The health promotion strategy also includes personal and social development through the dissemination of information, education for health and intensification of skills vital for maintenance of life. The reorientation of health proposes, as well as development of personal skills: empowering people to learn through life and to prepare for all stages5.

Scientific Studies have pointed out that the subjects are aware of how inadequate or partial the risks of uncontrolled hypertension, which favors the non adherence to drug treatment, ineffective practice of self-care and the need to guide the change of habits and life-style that offer health risks4.

In this perspective, it is clear that the words knowledge and education are repeated, and that there is an interest on the part of the subject of wanting to learn how to deal with their health issues, but the scientific discourse has not yet managed to achieve the central focus of the demands of the client. The literature from the past five years still sometimes presents health education the ancient form of public health at the expense of health promotion, at the same time when speeches are found in superficiality and sometimes only as a survey of the situation. There is a distance between what you want and what you do.

The lines of action of the Ottawa Charter and the Declaration of Alma reaffirm that it is necessary to intensify the actions of strategies for health promotion in the daily routine of services and promote the autonomy of persons, individuals and professionals, for which together can understand health as result of the conditions of life and provide a more equitable social development6. It is necessary to accept more calmly individual needs during nursing consultations, explaining in detail what care the subject’s request.
In this sense, the guiding health education need to worry about the clients, with the application of knowledge, with changing attitudes and behavior of man, having as main objective the transformation of reality to improve the quality of life10-14. It is worth mentioning that one of the limitations of the present study is the complexity of the phenomenon and cultural anthropological/interfaces with health education and its practice. The complexity can lead to erroneous interpretations or rejection, which constitute limitations.

CONCLUSION
 
In this study, the popular knowledge on hypertension showed doubts in relation to the development and course of the disease, signs and symptoms, the difficulties of control of medication, diet and even the question of sleep and rest. Thus, the difficulties and differences in daily life situations impose unnecessary, burdensome as the insecurity in dealing with the unknown and the lack of information, which expresses the ignorance of their own body.
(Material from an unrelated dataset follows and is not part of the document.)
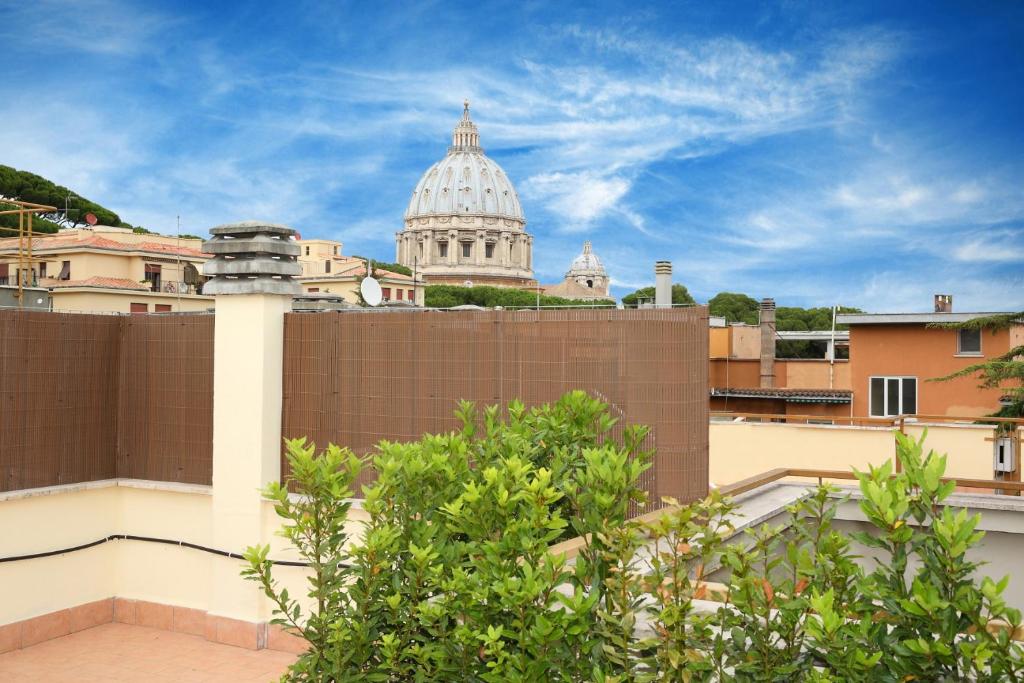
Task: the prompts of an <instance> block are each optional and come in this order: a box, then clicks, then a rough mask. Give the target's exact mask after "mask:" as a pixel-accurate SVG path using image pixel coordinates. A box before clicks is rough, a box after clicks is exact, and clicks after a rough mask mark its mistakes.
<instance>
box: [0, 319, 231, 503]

The great challenge for health promotion, especially in the Brazilian context, is the change of scenario, which still prevails a notorious social inequality with deterioration of the living conditions of the majority of the population, along with the increase of risks to health and reduction of resources to cope with them. The struggle for health means the improvement of quality of life (work/income, education, transport, leisure, housing and other) and must be present in the main strategies for health promotion.

The literature recommends care that need to be incorporated into the daily activities, during the whole care of users, however, the various contexts, conceptions of caring, educating and guidance on health, sometimes confused and diverge the desires of clients. There is a need to create activities in small groups, whose interaction stimulates reflection and construction of knowledge together, in order to reorganize, stimulate learning, understanding and facilitate the commitment of subjects with their health.

For both, it becomes inevitable to know the individuals for whom they are intended health actions, their knowledge, their beliefs, their ways of living and to relate with life, which is opposed to the imposition, in educational actions. With the participation of the subjects, it is possible to ensure the effectiveness of healthcare actions.